By Mark Allegakoen posted Fri July 10, 2020 10:16 AM


There is big data and then there is quality data. In the realm of data analytics, if you can find a way to isolate useful data from the not so useful, and base your analytics on the useful data, the net result is you reduce noise.

In an effort to give you, the user, higher quality data analysis, and therefore less noise, the team behind IBM Operations Analytics  Predictive Insights have introduced a new feature they have been humorously referring to as the ‘Sniff Test’. This new technology is officially known as model pruning.

Data models

The first thing it is key to understand is the role of the data model. Analysis of your data is performed by first observing the behavior of your system for a period of time, building a model of the observed normal behavior, something we refer to as ‘training’, and then analyzing incoming metric data based on that model. Predictive Insights generates anomaly events when it sees metric data that contravenes the established model.

In order to ensure the model does not go stale, training takes place frequently on new incoming data, and a new model is generated.

Model pruning

Model pruning works by testing model quality, isolating those models in which Predictive Insights has low confidence and discarding them. As Dr Donagh Horgan, a member of the Predictive Insights development team that worked on this feature, explains, “It’s a bit like when you open milk that’s been in the fridge for a few days: you give it a sniff and, if it smells ok, then you use it; if not, then you throw it away. We do the same thing for models now: if the model smells bad, we throw it away; if not, then it gets deployed as normal.” Donagh is harking back to his student days I am sure.

Improving quality

So how does model pruning improve quality?

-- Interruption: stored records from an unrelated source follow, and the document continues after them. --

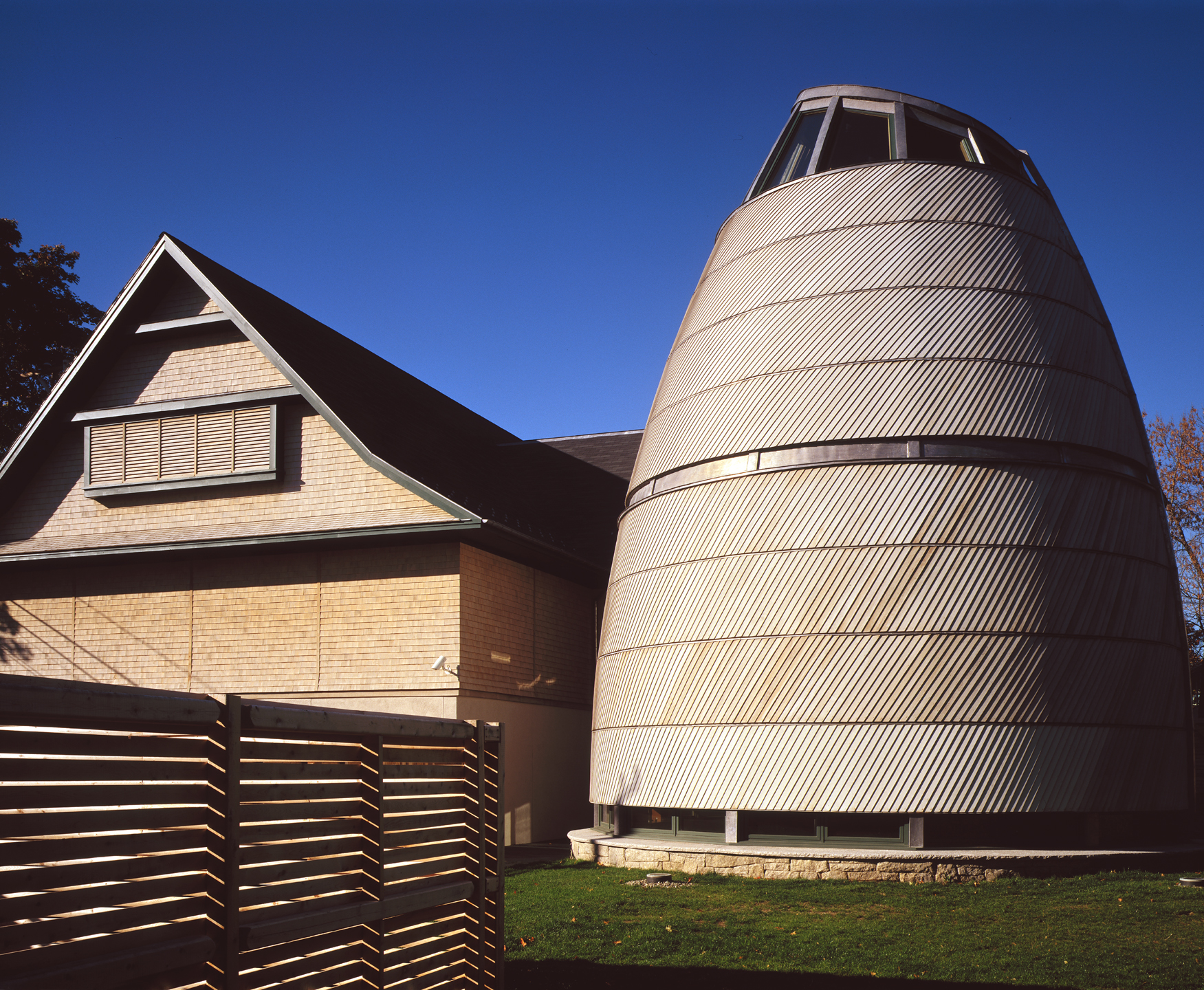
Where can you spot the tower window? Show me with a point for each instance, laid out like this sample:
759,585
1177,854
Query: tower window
795,152
861,138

Predictive Insights raises anomaly events when it detects behavior it deems to be inconsistent with what is normal for your system. By definition anomalies are infrequent; therefore, if an anomaly detector finds lots of anomalies, it is probably not a good anomaly detector. So the model quality is tested using the data the model was trained on. If Predictive Insights finds very few anomalies, the model is deemed high-quality and deployed; if lots of anomalies are found based on this model, the model is deemed low-quality and discarded.

The net result is fewer bad models, leading to fewer spurious anomaly events or alarms being created. Ian Manning, lead developer on Predictive Insights, describes the benefit of model pruning as “less of the stuff you don’t want to see”, meaning the false alarm rate is lower, the number of alarms per algorithm employed is lower, and therefore quality of the alarms is higher.
Model pruning is included in Predictive Insights version 1.3.1 and works out of the box, so no configuration is required to use this new feature.